Amendment No. 25 declares that the term "imprisonment," as used in Part III of the Extradition Act, includes any form of lawful custody of the person concerned. It will ensure, for instance, that mentally ill offenders who escape from mental hospitals in Britain while undergoing special treatment will be recoverable from this country. The position is that such people undergoing special treatment for their benefit in institutions in Britain may not be extradictable under the Act as it now stands by reason of the fact that the term "imprisonment" might be interpreted in a narrow sense. But if it is defined as "any form of lawful custody of the person concerned," as proposed in amendment No. 25—the example I have given is the one that comes up most, that of a person undergoing treatment in an institution in Britain—such a person on foot of a criminal offence——

That is what I wanted to make clear.

Such a person confined in a mental institution on foot of a criminal offence, will clearly be extradictable. As the Act stands, on the narrow interpretation of the term "imprisonment", it might be held that that did not constitute imprisonment, although it is arguable that it does constitute imprisonment.

Is it possible to use the word "enjailment"?

That would probably be more appropriate in this day and age.

I am rather anxious about this. The operative words are "include references to any form of lawful custody of the person affected." The words "lawful custody", are they interpreted under our law or the law of the country whence he has come?

I think the words "lawful custody" would have a common interpretation as between Britain and ourselves.

As between Britain and ourselves, but certainly not between Ghana and ourselves. There you are. There is an old gentleman prancing about London at present, who has been habeas corpused out on bail, and the Ghana Government are trying to get at him. If he was not in Ghana, in lawful custody until such time as they slaughtered him, and if he managed to get here, was he in lawful custody? Does “lawful custody” mean in accordance with our law?

In regard to the second question, I think the Minister has given us the assurance necessary by saying "as a consequence of criminal acts." There are unfortunates who commit themselves to some of these mental institutions, both here and in Great Britain, who commit themselves into lawful custody as dypsomaniacs to get dried out.
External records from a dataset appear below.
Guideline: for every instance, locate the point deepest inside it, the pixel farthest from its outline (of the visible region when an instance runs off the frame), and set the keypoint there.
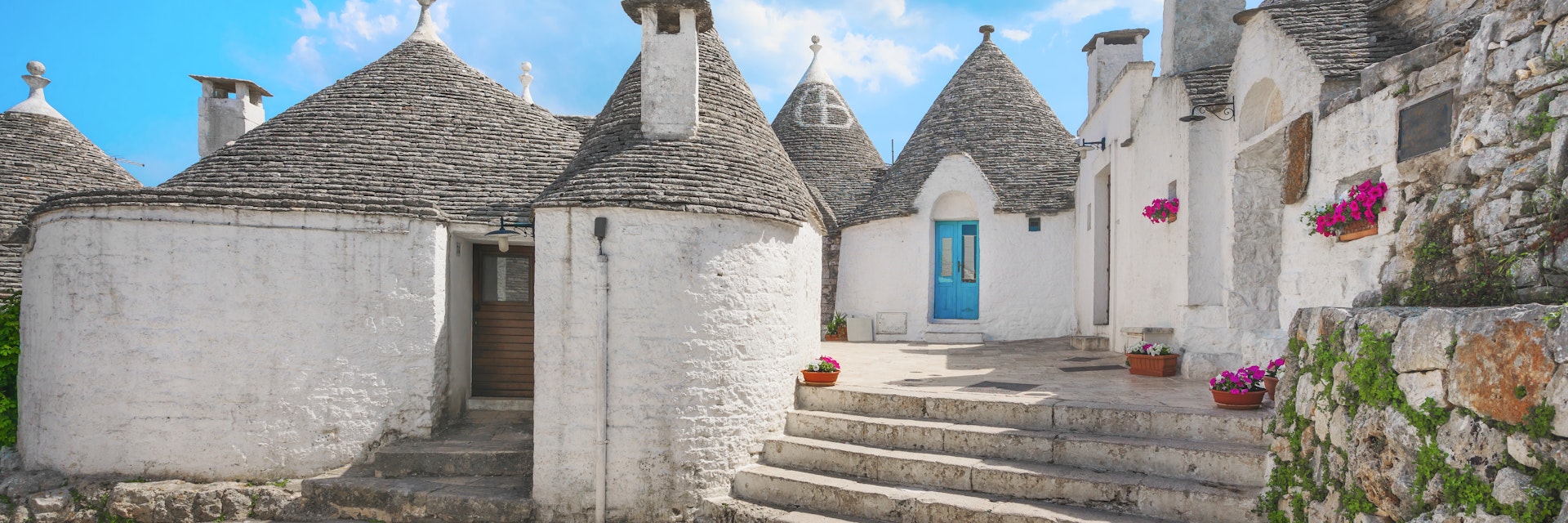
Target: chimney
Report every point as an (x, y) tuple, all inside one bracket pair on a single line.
[(1107, 54), (1200, 34), (226, 110), (670, 63)]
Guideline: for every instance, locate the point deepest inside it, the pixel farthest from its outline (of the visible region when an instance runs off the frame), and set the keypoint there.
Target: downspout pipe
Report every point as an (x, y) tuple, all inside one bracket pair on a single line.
[(603, 405)]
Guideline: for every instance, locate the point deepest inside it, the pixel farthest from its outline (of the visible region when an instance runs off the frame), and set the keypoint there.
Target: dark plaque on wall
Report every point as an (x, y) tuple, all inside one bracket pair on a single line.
[(1426, 126), (1298, 159)]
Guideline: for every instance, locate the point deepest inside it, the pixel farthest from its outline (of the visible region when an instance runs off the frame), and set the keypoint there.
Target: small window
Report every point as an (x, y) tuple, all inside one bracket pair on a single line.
[(1426, 126)]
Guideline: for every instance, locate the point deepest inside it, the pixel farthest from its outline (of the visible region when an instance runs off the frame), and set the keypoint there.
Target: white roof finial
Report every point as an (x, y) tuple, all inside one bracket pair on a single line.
[(816, 73), (528, 79), (427, 29), (35, 102)]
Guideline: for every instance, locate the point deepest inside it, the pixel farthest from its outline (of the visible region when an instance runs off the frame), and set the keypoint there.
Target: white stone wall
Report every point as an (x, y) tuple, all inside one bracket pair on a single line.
[(228, 344), (1026, 279), (709, 318)]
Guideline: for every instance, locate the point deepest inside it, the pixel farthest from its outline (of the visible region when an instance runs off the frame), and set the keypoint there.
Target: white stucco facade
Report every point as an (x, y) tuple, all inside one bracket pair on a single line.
[(709, 320), (228, 344), (1026, 277)]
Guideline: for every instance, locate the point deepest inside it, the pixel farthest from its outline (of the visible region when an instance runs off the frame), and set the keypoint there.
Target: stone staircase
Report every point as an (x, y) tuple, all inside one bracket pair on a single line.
[(864, 454), (477, 470)]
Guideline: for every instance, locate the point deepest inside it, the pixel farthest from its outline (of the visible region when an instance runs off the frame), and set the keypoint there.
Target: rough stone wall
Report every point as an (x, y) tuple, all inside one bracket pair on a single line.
[(830, 274), (1482, 221), (211, 344), (1423, 415), (709, 321)]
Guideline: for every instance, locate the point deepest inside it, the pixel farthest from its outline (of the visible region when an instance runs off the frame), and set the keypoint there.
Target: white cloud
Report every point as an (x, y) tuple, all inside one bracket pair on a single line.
[(1073, 11), (310, 18), (364, 22), (763, 34), (305, 56)]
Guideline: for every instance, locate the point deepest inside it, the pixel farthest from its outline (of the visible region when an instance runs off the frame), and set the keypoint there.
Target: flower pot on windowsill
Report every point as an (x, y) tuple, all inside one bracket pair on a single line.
[(1358, 230), (1157, 366), (819, 379), (1244, 401)]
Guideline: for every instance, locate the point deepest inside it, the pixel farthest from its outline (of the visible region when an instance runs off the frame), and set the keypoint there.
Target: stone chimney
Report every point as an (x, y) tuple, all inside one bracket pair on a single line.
[(226, 110), (1107, 54), (670, 63), (1198, 34)]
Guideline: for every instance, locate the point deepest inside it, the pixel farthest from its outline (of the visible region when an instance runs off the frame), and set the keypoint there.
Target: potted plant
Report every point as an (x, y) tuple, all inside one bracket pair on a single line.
[(1152, 360), (1272, 376), (1351, 219), (1162, 209), (1241, 390), (821, 373), (836, 329)]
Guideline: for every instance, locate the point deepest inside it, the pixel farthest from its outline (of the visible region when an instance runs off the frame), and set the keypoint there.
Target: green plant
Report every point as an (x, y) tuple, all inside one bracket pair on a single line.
[(836, 324), (10, 357)]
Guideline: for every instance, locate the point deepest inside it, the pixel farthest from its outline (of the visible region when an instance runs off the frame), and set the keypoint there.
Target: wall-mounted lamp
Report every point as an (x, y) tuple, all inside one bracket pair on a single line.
[(1225, 112), (504, 235), (1087, 146)]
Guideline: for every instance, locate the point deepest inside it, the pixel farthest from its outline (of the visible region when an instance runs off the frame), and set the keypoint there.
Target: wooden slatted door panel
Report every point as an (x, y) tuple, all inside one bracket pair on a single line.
[(504, 322)]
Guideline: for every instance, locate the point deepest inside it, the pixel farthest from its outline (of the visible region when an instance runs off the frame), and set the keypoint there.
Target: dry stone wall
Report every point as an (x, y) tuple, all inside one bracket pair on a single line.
[(1443, 415), (1482, 221)]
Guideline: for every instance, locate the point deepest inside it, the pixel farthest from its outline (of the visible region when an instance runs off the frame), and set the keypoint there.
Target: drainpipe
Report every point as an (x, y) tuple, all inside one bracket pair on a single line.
[(603, 436)]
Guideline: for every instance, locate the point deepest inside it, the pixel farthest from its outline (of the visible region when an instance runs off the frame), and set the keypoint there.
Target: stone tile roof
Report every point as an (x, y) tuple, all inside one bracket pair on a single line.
[(828, 145), (243, 199), (734, 165), (1208, 85), (42, 156), (581, 124), (417, 123), (995, 114), (1341, 37)]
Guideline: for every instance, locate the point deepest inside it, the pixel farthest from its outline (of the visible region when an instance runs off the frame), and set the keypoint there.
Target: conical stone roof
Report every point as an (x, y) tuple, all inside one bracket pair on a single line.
[(417, 123), (42, 156), (734, 165), (995, 114), (825, 141)]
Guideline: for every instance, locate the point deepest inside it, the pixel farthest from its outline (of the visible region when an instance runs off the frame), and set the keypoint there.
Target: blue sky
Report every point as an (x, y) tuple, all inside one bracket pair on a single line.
[(119, 68)]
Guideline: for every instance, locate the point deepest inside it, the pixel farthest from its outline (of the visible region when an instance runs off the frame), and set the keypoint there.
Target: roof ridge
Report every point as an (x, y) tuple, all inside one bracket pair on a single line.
[(991, 112)]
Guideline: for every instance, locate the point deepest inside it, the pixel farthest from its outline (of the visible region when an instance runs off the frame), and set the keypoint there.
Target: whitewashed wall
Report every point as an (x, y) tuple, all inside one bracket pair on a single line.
[(228, 344), (1026, 279), (710, 320)]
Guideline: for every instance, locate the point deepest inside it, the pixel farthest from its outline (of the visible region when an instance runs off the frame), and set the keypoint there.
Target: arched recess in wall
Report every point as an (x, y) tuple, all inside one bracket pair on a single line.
[(1261, 109), (954, 206)]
I have great sympathy with the fellow who commits himself voluntarily for three months to get dried out but who at the end of six weeks hops on the mail boat and comes here, saying "I have had enough. I am not going back to be dried out any more." Is that "lawful custody"? He can be in lawful custody if he voluntarily commits himself. Can you extradite him if you insert this subsection?

I will answer the last question first. "Lawful custody" would be interpreted by the courts here and in Britain as meaning custody on foot of a court order or conviction.
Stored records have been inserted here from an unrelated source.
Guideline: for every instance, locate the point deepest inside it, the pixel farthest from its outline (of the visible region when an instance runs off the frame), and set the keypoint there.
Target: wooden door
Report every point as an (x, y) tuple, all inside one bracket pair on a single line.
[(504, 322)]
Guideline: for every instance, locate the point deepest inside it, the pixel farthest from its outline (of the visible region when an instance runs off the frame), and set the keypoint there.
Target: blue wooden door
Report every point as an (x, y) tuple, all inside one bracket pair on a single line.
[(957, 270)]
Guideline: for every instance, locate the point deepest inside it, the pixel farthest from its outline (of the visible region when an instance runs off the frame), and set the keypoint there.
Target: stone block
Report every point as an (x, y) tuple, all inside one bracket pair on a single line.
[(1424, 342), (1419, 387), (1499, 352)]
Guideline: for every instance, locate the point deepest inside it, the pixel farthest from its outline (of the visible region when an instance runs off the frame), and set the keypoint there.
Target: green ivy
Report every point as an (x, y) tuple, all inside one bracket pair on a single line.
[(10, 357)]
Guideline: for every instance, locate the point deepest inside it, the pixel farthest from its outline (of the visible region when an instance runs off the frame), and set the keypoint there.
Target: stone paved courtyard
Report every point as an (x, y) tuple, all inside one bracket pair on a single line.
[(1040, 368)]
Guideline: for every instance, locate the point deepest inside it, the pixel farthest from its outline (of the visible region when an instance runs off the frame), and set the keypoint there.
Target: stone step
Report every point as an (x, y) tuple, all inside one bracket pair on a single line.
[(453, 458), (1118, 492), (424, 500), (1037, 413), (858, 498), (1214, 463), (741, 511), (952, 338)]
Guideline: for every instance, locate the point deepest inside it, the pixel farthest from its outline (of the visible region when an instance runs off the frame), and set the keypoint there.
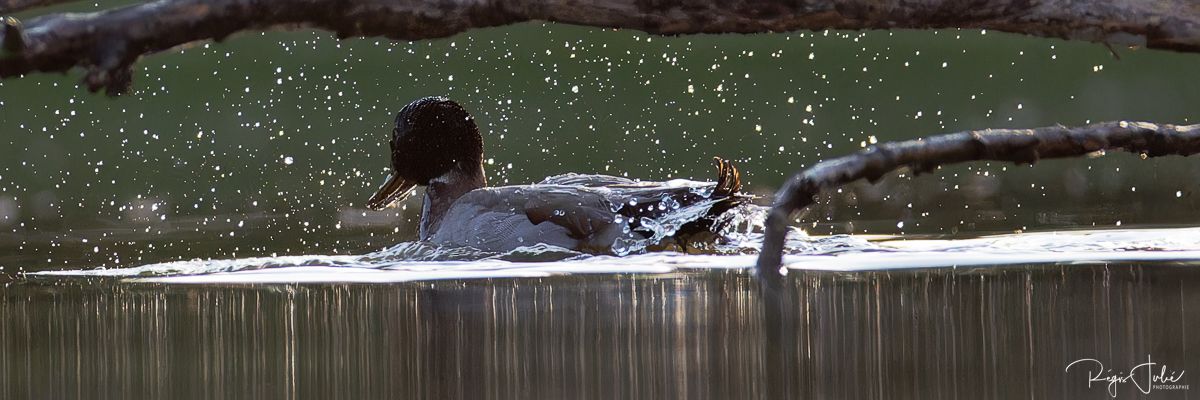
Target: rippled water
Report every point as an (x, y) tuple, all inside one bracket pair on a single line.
[(666, 330)]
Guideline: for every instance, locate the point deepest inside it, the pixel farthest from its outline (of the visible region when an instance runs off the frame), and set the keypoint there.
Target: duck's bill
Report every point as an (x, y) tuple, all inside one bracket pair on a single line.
[(394, 190)]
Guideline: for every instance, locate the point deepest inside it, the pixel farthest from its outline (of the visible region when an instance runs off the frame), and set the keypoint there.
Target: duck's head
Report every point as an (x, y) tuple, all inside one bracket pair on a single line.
[(435, 139)]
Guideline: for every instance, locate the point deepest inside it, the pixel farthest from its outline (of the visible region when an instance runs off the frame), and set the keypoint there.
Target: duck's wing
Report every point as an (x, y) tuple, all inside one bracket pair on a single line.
[(586, 180), (501, 219), (709, 200)]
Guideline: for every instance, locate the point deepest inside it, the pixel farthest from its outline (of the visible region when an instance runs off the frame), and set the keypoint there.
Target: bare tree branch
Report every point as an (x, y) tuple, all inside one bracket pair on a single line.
[(927, 154), (11, 6), (107, 43)]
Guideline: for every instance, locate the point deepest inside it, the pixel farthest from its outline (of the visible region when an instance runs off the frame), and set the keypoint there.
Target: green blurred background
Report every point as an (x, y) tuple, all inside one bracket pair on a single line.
[(270, 143)]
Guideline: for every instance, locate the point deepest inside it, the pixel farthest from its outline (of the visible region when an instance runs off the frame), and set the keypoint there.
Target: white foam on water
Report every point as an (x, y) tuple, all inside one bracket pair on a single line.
[(421, 262)]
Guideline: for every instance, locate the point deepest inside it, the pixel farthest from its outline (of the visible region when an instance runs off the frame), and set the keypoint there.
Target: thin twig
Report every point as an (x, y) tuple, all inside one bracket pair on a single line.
[(927, 154)]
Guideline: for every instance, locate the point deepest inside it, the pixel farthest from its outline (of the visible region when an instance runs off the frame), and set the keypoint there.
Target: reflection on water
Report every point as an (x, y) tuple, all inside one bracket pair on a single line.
[(979, 333)]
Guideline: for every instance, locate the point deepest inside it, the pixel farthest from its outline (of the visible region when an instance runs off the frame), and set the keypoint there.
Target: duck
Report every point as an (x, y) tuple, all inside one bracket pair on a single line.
[(436, 144)]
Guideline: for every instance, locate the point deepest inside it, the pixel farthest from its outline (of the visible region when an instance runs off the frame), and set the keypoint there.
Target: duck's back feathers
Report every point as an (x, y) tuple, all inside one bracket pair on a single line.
[(587, 213)]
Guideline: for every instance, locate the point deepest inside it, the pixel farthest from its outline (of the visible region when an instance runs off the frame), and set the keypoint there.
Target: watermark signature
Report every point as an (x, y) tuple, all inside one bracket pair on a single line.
[(1146, 377)]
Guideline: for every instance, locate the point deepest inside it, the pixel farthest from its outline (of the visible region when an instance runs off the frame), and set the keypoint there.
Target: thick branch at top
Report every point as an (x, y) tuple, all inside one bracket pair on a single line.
[(108, 42)]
A conviction, that is all right.

On the second point, I can assure the Deputy in regard to any gentleman from a country other than Britain or Northern Ireland that that difficulty will not arise. We are confining this to Part III of the Act, which deals with extradition arrangements between this country and Britain and Northern Ireland only.

Would the Minister consider in the Seanad just spelling this out a bit more clearly by saying "any form of lawful custody following conviction for an offence"?

Yes, I will consider that.

I think it would meet the point——

The point raised by Deputy Dillon as to the interpretation of "lawful custody".

Will the Minister consider that?

Amendment agreed to.
Amendment reported and agreed to.
Bill recommitted in respect of amendment No.25.
In page 12, between lines 40 and 41, to insert a new section as follows:
"In order to remove doubts it is hereby declared that references to imprisonment in Part III of the Extradition Act, 1965, whether in relation to the State or to any other place, include references to any form of lawful custody of the person affected."
Amendment agreed to.
Amendment reported and agreed to.
Bill, as amended, received for final consideration and passed.